Nobody would ever find out who had ordered the ship to full attack speed. If it
was one of the fraternity of admirals, that huge but inane bunch of bed
bouncers who lived around the quarterdeck, then he certainly never admitted to
the extraordinary gaffe.
“Row for the Lord,” screamed the whip marshals. “Spit
your lips off! You – Nub that strank!”
Skiff, a rather short but supremely muscular youth, took little notice of the
marshals as they flung the cords of their urgency flails. He had a specialist
position, high up on the ship’s huge grey-green rowing muscles, giant organs
the size of houses. There he tended the little twists and cramps that the
tendons and muscle fibres developed. Skiff had a way with muscles that gave him
a privileged position among the rowing staff. He had a similar advanced ability
with the management of human flesh and many a young girl in the maze of cages
amidships knew all about that.
“Do you think we’ve set off chasing a rum tanker?”

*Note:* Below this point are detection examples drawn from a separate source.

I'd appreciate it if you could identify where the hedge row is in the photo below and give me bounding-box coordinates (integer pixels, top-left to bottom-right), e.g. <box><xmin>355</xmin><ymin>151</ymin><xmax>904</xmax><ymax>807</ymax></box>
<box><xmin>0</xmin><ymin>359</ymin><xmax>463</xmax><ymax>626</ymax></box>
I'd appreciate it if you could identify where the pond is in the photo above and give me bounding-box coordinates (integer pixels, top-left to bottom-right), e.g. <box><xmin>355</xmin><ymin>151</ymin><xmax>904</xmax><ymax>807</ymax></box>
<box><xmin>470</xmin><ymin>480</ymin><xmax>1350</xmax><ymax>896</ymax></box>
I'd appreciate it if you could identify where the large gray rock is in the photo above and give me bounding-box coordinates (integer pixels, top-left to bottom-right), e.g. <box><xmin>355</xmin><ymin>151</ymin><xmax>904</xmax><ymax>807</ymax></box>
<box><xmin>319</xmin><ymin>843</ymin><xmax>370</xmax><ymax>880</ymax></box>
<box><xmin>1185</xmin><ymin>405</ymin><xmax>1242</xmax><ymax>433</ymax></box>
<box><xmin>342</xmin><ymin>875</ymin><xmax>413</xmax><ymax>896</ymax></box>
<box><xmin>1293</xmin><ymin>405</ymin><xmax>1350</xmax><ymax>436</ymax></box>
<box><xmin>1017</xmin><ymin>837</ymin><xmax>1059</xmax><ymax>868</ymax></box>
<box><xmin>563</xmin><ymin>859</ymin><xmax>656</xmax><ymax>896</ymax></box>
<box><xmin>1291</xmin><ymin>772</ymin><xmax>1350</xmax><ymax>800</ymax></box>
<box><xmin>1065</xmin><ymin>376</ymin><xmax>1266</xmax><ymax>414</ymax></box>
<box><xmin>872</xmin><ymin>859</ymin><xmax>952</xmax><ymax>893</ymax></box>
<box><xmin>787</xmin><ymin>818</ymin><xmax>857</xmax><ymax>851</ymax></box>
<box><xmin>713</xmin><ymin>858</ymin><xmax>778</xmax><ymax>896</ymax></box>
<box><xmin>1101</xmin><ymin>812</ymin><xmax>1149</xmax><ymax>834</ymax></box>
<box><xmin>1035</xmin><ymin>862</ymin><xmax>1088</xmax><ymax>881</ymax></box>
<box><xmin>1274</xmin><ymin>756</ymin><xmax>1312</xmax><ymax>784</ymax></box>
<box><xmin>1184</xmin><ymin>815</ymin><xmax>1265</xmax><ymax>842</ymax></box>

Skiff bellowed to his friend Tokale.
When Skiff
was a boy, Tokale, a neat, smallish, dark-haired man with reddish skin, a good
bit older than him, had often told stories of how battleships love to chase
rum tankers. Unlike Skiff, who had grown up on the Battleship Kincazion, Tokale
had fallen prisoner to the battleship after a hostile takeover of a
knowledge-trading galleon and had got pressed into the crew. But before that,
he’d been around the world and seen things.
Tokale shouted something and grinned, but his words
disappeared into the livid fury of shouting wage slaves, groaning oar muscles
and the crash of the ocean on the hull.
Skiff had gone to free up a twitching nerve on the
bicep of Primary Oar No. 87. Way below him, the rest of the forward portside
rowing department’s crew – all eight thousand of them – infested the vast
caverns of the rowing deck like so many lice on a rotting sea elk. Wage slaves
in all varieties of colour-coded overalls seethed over every available surface
of the vast organic machinery that filled that comfortless space. They clambered
over and hosed and scrubbed the rowing muscles as they bulged their slow dances
of power. They waded through the sloppy marshes of sap that had its birth in
waterfalls tumbling off the sides of the muscles and out of the oar’s armpits.
Urged
on by the voices of the various categories of officers and petty officers –
hideously painful men – the crew did their stuff. Oar operatives by their
thousands, sap reticulation squads and musicians, (although they tended to keep
out of sight in the rhythm pods), muscle facilitators and massage gangs too.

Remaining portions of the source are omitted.